We know President Trump really wants them to, but the economy is holding up at least for the moment.
So, you know, if he holds off on cutting interest rates, which could hurt riskier investments,
give me a sense of what you expect to see in that case.
You know, Bitcoin is global digital capital.
It's above my pay grade to speculate about where the interest rates will go.
But what I'll say is there are three primary drivers of the Bitcoin price that are all bullish.
There are those that believe the Bitcoin is a better gold and gold because it's scarce
and it's teleportable. And so people that believe in in debatement trade or they want a
non sovereign store of value will buy Bitcoin for the long term for that reason.
There are other people that believe in the digital transformation of finance and they think
of Bitcoin is amplified big tech. And then there's a third set of people that want global property.
And they simply want the highest best property in the world that they can move to any country,
anytime they want. And so, Bitcoin is driven by all three of those dynamics, sometimes at different
on different days of the week.
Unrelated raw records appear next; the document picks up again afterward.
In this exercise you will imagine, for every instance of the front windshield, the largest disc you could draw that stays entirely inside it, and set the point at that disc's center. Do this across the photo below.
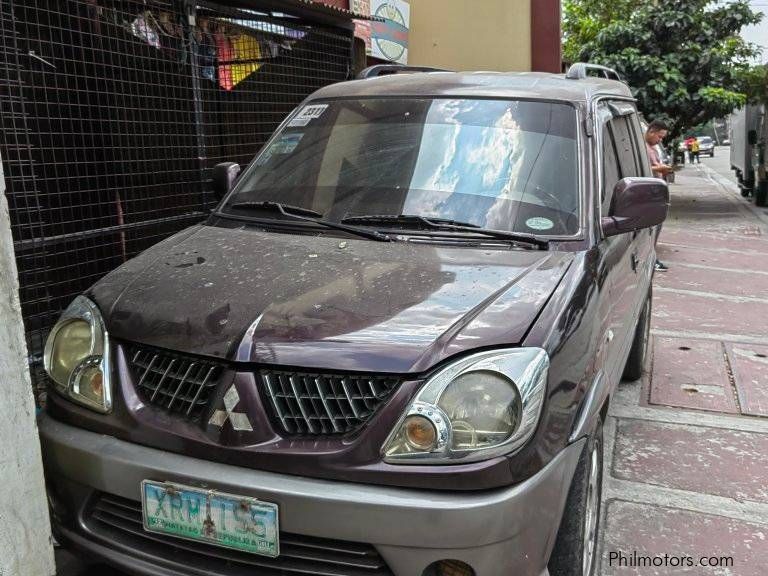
(498, 164)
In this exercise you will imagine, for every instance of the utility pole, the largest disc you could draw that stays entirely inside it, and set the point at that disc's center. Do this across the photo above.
(25, 531)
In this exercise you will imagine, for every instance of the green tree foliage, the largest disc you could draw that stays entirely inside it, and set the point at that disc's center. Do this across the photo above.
(684, 59)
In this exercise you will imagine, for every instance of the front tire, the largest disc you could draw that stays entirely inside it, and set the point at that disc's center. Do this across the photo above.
(633, 369)
(575, 551)
(761, 194)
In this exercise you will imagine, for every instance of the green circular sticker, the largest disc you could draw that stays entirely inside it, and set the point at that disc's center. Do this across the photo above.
(539, 223)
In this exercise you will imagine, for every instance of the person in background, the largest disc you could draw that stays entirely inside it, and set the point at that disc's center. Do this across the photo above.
(695, 150)
(656, 132)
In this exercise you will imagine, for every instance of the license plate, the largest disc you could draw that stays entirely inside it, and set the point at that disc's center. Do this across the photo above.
(226, 520)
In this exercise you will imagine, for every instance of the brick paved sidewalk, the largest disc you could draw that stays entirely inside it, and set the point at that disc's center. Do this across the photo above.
(687, 446)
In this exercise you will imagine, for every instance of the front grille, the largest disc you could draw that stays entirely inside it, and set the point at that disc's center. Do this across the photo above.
(315, 404)
(119, 521)
(177, 383)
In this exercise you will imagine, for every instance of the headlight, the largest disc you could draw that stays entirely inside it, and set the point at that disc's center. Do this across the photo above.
(479, 407)
(77, 356)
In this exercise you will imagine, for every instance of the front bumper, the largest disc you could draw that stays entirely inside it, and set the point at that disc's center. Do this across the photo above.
(497, 532)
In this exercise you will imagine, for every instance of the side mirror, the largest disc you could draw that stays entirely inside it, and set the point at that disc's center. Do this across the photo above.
(224, 176)
(637, 203)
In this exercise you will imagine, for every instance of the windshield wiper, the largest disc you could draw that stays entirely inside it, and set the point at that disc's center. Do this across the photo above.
(274, 206)
(447, 224)
(298, 213)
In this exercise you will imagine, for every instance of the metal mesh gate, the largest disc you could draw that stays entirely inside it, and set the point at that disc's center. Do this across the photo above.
(112, 114)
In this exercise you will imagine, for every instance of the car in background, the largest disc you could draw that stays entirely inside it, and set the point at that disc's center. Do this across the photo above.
(706, 146)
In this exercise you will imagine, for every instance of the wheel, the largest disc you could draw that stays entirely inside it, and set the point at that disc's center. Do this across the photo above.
(575, 551)
(761, 194)
(633, 369)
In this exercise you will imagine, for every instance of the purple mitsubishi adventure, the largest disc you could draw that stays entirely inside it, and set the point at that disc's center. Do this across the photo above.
(389, 350)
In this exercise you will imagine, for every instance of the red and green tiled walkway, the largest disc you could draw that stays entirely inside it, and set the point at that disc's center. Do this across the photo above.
(686, 472)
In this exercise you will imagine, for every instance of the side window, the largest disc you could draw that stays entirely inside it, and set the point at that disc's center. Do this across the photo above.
(611, 171)
(625, 147)
(640, 148)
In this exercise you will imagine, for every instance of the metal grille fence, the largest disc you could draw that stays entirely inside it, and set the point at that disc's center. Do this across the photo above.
(112, 114)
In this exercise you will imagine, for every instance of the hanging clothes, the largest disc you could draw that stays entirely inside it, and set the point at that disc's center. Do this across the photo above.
(142, 28)
(225, 54)
(247, 53)
(207, 52)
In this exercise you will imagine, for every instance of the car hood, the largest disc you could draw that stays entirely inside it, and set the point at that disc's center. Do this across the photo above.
(250, 295)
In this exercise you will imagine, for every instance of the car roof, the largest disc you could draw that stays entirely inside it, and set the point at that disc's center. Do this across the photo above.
(524, 85)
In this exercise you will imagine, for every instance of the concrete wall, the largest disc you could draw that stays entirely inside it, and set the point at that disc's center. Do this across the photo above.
(25, 532)
(471, 34)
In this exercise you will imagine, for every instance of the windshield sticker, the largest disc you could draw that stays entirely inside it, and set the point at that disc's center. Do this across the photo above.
(307, 114)
(286, 144)
(539, 223)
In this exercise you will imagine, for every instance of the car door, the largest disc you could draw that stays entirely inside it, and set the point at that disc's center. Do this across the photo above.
(622, 253)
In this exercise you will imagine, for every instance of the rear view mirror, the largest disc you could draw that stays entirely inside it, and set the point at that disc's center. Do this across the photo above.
(224, 176)
(637, 203)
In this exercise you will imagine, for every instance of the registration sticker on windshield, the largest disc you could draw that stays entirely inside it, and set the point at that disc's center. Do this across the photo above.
(307, 114)
(539, 223)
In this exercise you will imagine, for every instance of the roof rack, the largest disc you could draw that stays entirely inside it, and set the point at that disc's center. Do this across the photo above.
(387, 69)
(580, 70)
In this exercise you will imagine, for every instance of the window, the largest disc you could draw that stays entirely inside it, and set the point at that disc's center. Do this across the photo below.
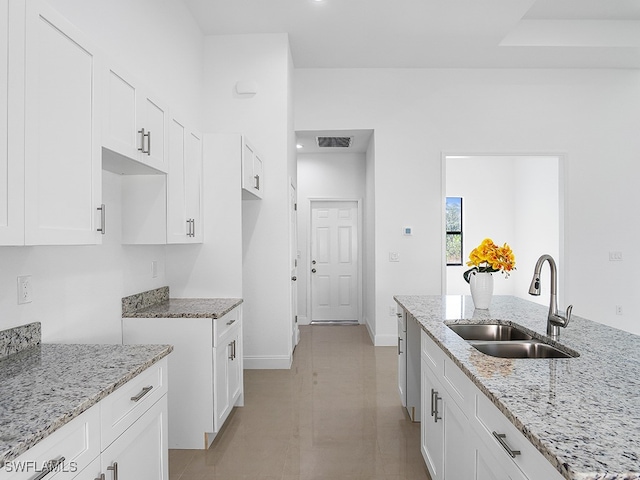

And so, it defies putting into a simple bucket.
But it's going to win for one of those three reasons, regardless of what the macro environment
works out to be.
It truly is interesting now that I hear more than a few people saying that to diversify their portfolios
and they're not necessarily Bitcoin believers, they are putting a little corner of their
money into cryptocurrency just so that they are diversified. You guys have come a long way.
Good to see you, Michael. Thank you for coming on.
Yeah, thanks for having me anytime. Michael's sailor.